Identifiable Energy-based Representations: An Application to Estimating Heterogeneous Causal Effects
This work addresses the curse of dimensionality in causal effect estimation for researchers and practitioners, offering an incremental improvement with a preprocessing step for existing learners.
The paper tackles the problem of estimating heterogeneous causal effects (CATEs) by proposing an energy-based model that learns low-dimensional representations to reduce sample complexity, achieving better performance than using raw variables or other dimensionality reduction methods in experiments.

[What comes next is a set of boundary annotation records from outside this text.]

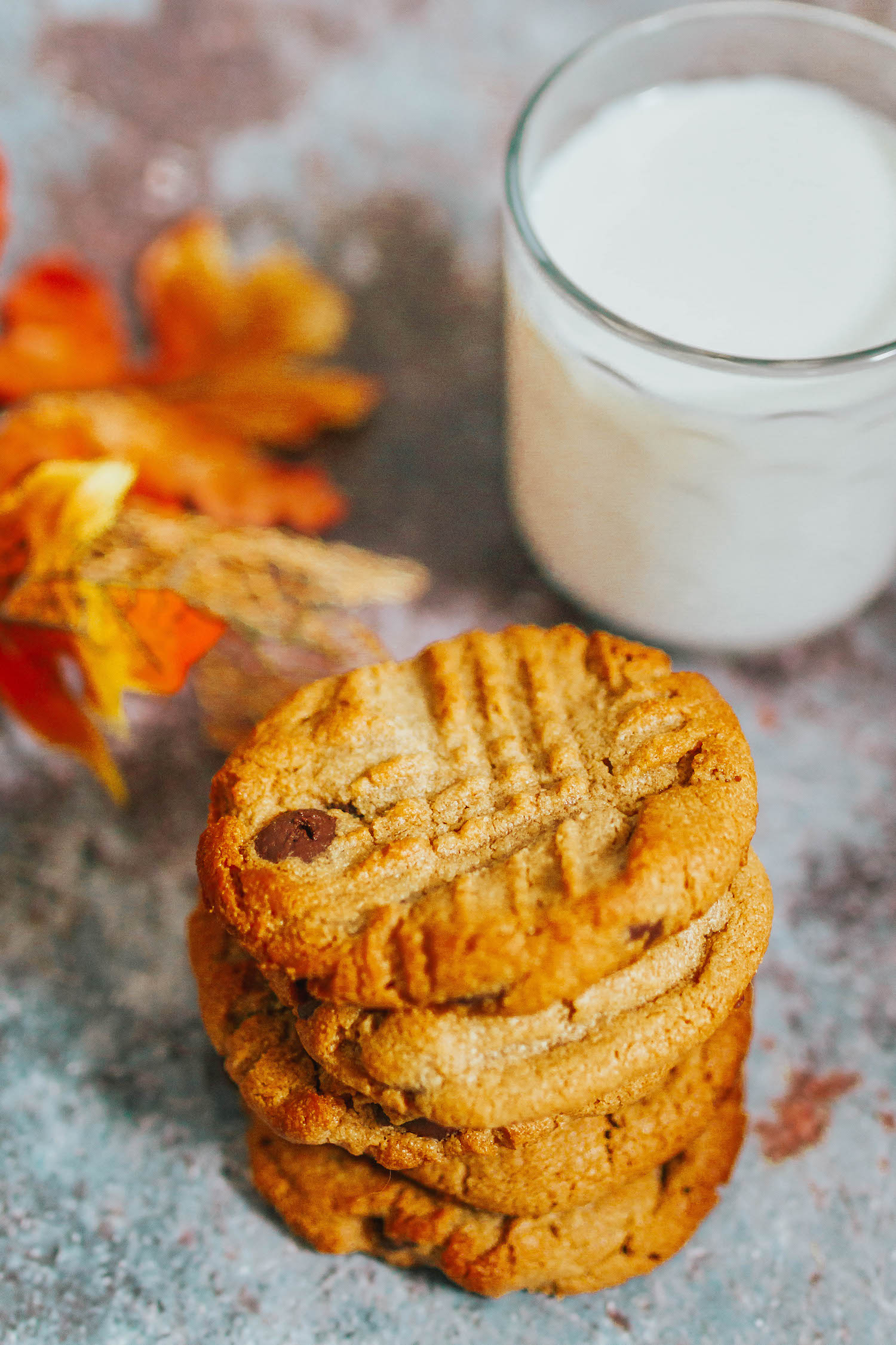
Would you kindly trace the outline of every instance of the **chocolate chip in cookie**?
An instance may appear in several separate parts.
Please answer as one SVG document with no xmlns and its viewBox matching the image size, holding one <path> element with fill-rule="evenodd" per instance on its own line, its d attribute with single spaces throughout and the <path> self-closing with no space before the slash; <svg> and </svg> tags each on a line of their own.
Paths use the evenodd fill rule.
<svg viewBox="0 0 896 1345">
<path fill-rule="evenodd" d="M 279 863 L 293 857 L 310 863 L 326 850 L 336 835 L 336 823 L 320 808 L 292 808 L 278 812 L 255 837 L 255 853 Z"/>
</svg>

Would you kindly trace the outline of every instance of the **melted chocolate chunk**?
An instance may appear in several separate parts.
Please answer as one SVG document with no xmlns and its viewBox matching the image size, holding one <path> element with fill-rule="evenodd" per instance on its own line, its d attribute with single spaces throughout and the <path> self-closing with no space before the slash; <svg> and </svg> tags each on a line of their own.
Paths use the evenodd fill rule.
<svg viewBox="0 0 896 1345">
<path fill-rule="evenodd" d="M 336 822 L 320 808 L 278 812 L 255 837 L 255 854 L 271 863 L 293 855 L 310 863 L 336 835 Z"/>
<path fill-rule="evenodd" d="M 660 937 L 662 937 L 662 920 L 654 920 L 652 925 L 629 925 L 629 939 L 633 943 L 635 939 L 645 939 L 645 948 L 649 948 Z"/>
</svg>

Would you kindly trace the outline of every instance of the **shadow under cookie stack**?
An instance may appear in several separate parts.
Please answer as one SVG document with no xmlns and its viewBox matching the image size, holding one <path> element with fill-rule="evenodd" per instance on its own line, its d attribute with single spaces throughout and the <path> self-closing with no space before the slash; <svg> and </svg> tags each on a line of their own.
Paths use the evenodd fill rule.
<svg viewBox="0 0 896 1345">
<path fill-rule="evenodd" d="M 189 923 L 259 1192 L 488 1295 L 672 1256 L 743 1139 L 755 815 L 728 705 L 606 633 L 300 690 L 215 777 Z"/>
</svg>

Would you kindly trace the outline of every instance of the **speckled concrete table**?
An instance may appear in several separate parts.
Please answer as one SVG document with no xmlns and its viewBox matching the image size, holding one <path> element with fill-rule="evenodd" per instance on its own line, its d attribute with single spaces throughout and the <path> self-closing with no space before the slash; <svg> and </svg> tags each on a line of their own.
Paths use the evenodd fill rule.
<svg viewBox="0 0 896 1345">
<path fill-rule="evenodd" d="M 571 612 L 501 482 L 496 203 L 539 73 L 594 0 L 5 0 L 9 260 L 77 246 L 117 282 L 193 203 L 247 245 L 298 238 L 355 293 L 352 355 L 388 399 L 324 449 L 344 535 L 431 565 L 396 654 Z M 654 5 L 658 7 L 658 5 Z M 887 3 L 854 5 L 892 22 Z M 755 1131 L 720 1208 L 621 1290 L 481 1302 L 431 1274 L 294 1243 L 253 1194 L 243 1122 L 183 944 L 218 757 L 188 693 L 136 702 L 122 812 L 15 729 L 0 741 L 0 1337 L 9 1345 L 477 1345 L 896 1338 L 896 593 L 764 662 L 681 655 L 731 698 L 762 787 L 778 917 L 759 976 L 754 1118 L 790 1072 L 856 1071 L 826 1135 Z"/>
</svg>

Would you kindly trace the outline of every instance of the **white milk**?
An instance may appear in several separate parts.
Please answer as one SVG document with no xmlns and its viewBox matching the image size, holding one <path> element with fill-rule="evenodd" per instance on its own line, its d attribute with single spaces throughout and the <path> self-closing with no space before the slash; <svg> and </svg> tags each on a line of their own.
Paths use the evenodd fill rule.
<svg viewBox="0 0 896 1345">
<path fill-rule="evenodd" d="M 603 308 L 703 350 L 818 359 L 896 340 L 896 124 L 780 77 L 611 104 L 528 215 Z M 595 320 L 508 252 L 510 479 L 529 542 L 647 636 L 762 648 L 842 619 L 896 561 L 896 364 L 755 377 Z"/>
</svg>

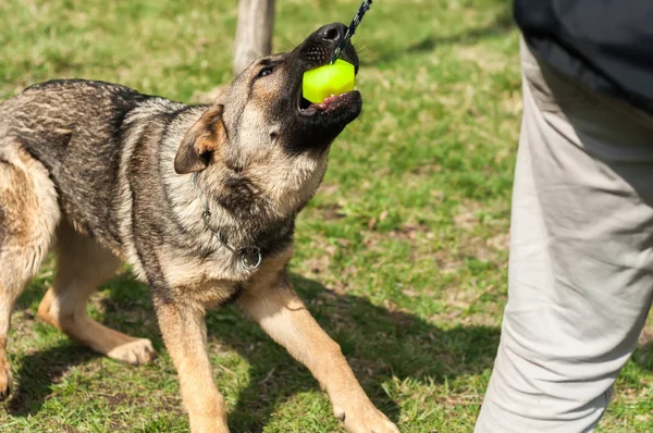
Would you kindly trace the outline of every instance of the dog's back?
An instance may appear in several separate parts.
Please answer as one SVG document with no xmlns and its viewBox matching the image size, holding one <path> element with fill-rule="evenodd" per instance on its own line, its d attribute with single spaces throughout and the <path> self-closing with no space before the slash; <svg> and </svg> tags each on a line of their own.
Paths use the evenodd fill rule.
<svg viewBox="0 0 653 433">
<path fill-rule="evenodd" d="M 119 222 L 109 210 L 118 200 L 122 147 L 133 133 L 126 120 L 144 106 L 155 116 L 177 104 L 102 82 L 38 84 L 0 106 L 0 152 L 27 151 L 47 170 L 66 219 L 119 249 Z"/>
</svg>

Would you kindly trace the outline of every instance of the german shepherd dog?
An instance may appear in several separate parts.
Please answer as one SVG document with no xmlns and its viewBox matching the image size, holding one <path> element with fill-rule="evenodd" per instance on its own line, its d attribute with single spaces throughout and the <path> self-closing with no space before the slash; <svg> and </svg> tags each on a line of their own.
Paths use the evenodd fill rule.
<svg viewBox="0 0 653 433">
<path fill-rule="evenodd" d="M 326 64 L 345 32 L 326 25 L 255 61 L 209 106 L 88 81 L 38 84 L 0 106 L 2 397 L 11 310 L 52 244 L 57 275 L 39 318 L 111 358 L 150 361 L 148 339 L 86 314 L 98 285 L 130 263 L 151 288 L 193 432 L 227 431 L 205 312 L 230 301 L 308 367 L 349 432 L 398 432 L 285 272 L 297 213 L 362 106 L 357 90 L 319 104 L 301 96 L 304 73 Z M 342 57 L 358 71 L 350 45 Z"/>
</svg>

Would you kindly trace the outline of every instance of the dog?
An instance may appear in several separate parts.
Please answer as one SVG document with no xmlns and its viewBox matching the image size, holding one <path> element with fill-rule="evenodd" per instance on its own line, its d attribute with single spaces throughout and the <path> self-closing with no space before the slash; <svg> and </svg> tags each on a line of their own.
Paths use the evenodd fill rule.
<svg viewBox="0 0 653 433">
<path fill-rule="evenodd" d="M 306 71 L 345 37 L 331 24 L 293 51 L 255 61 L 211 104 L 186 106 L 89 81 L 34 85 L 0 106 L 0 395 L 12 383 L 12 306 L 52 244 L 44 321 L 113 359 L 151 343 L 86 314 L 122 262 L 149 285 L 190 430 L 227 432 L 205 312 L 236 301 L 329 394 L 349 432 L 398 432 L 367 397 L 340 346 L 292 288 L 295 219 L 320 185 L 333 140 L 360 113 L 357 90 L 315 104 Z M 347 44 L 342 58 L 358 58 Z"/>
</svg>

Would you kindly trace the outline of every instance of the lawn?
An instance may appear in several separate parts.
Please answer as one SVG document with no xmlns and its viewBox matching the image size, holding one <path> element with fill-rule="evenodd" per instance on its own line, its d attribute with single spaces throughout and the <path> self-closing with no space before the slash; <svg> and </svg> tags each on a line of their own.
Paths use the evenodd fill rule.
<svg viewBox="0 0 653 433">
<path fill-rule="evenodd" d="M 274 48 L 348 22 L 358 0 L 280 0 Z M 83 77 L 200 101 L 233 78 L 236 0 L 0 0 L 0 99 Z M 508 0 L 379 0 L 357 34 L 365 99 L 297 224 L 292 279 L 403 432 L 470 432 L 506 301 L 521 101 Z M 0 263 L 1 265 L 1 263 Z M 17 302 L 14 395 L 1 432 L 184 432 L 175 371 L 148 288 L 125 269 L 93 317 L 152 339 L 156 362 L 96 356 L 35 318 L 46 263 Z M 213 373 L 233 432 L 340 426 L 310 373 L 237 307 L 209 313 Z M 602 432 L 653 431 L 653 348 L 617 383 Z"/>
</svg>

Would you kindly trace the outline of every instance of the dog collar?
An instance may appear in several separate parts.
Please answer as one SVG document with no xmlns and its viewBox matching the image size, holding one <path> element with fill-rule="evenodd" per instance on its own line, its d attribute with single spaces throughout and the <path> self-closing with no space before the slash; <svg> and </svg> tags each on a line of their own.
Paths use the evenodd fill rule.
<svg viewBox="0 0 653 433">
<path fill-rule="evenodd" d="M 193 176 L 190 177 L 190 183 L 193 184 L 193 188 L 197 191 L 197 196 L 199 197 L 199 201 L 201 202 L 201 220 L 204 221 L 205 226 L 209 230 L 209 232 L 211 232 L 213 237 L 218 239 L 220 245 L 222 245 L 233 255 L 238 256 L 241 258 L 241 267 L 243 267 L 243 269 L 245 269 L 246 271 L 255 271 L 256 269 L 258 269 L 263 259 L 261 255 L 261 249 L 259 247 L 234 248 L 231 245 L 229 245 L 226 239 L 224 239 L 224 237 L 222 236 L 222 233 L 211 225 L 211 211 L 209 210 L 207 203 L 204 201 L 201 193 L 197 187 L 197 173 L 193 173 Z"/>
</svg>

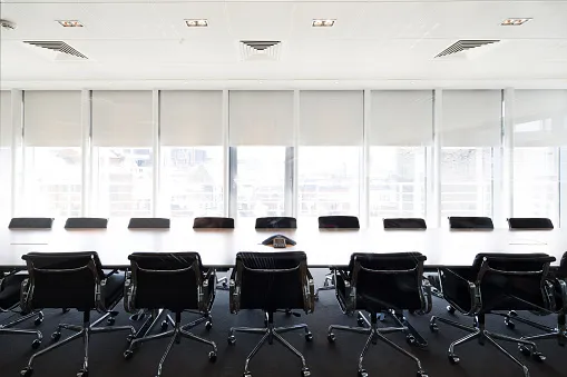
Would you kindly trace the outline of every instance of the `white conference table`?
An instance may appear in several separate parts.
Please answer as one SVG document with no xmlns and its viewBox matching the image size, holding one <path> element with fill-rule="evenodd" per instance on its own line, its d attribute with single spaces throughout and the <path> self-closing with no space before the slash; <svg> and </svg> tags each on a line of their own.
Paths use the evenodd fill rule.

Conditional average treatment effects (CATEs) allow us to understand the effect heterogeneity across a large population of individuals. However, typical CATE learners assume all confounding variables are measured in order for the CATE to be identifiable. This requirement can be satisfied by collecting many variables, at the expense of increased sample complexity for estimating CATEs. To combat this, we propose an energy-based model (EBM) that learns a low-dimensional representation of the variables by employing a noise contrastive loss function. With our EBM we introduce a preprocessing step that alleviates the dimensionality curse for any existing learner developed for estimating CATEs. We prove that our EBM keeps the representations partially identifiable up to some universal constant, as well as having universal approximation capability. These properties enable the representations to converge and keep the CATE estimates consistent. Experiments demonstrate the convergence of the representations, as well as show that estimating CATEs on our representations performs better than on the variables or the representations obtained through other dimensionality reduction methods.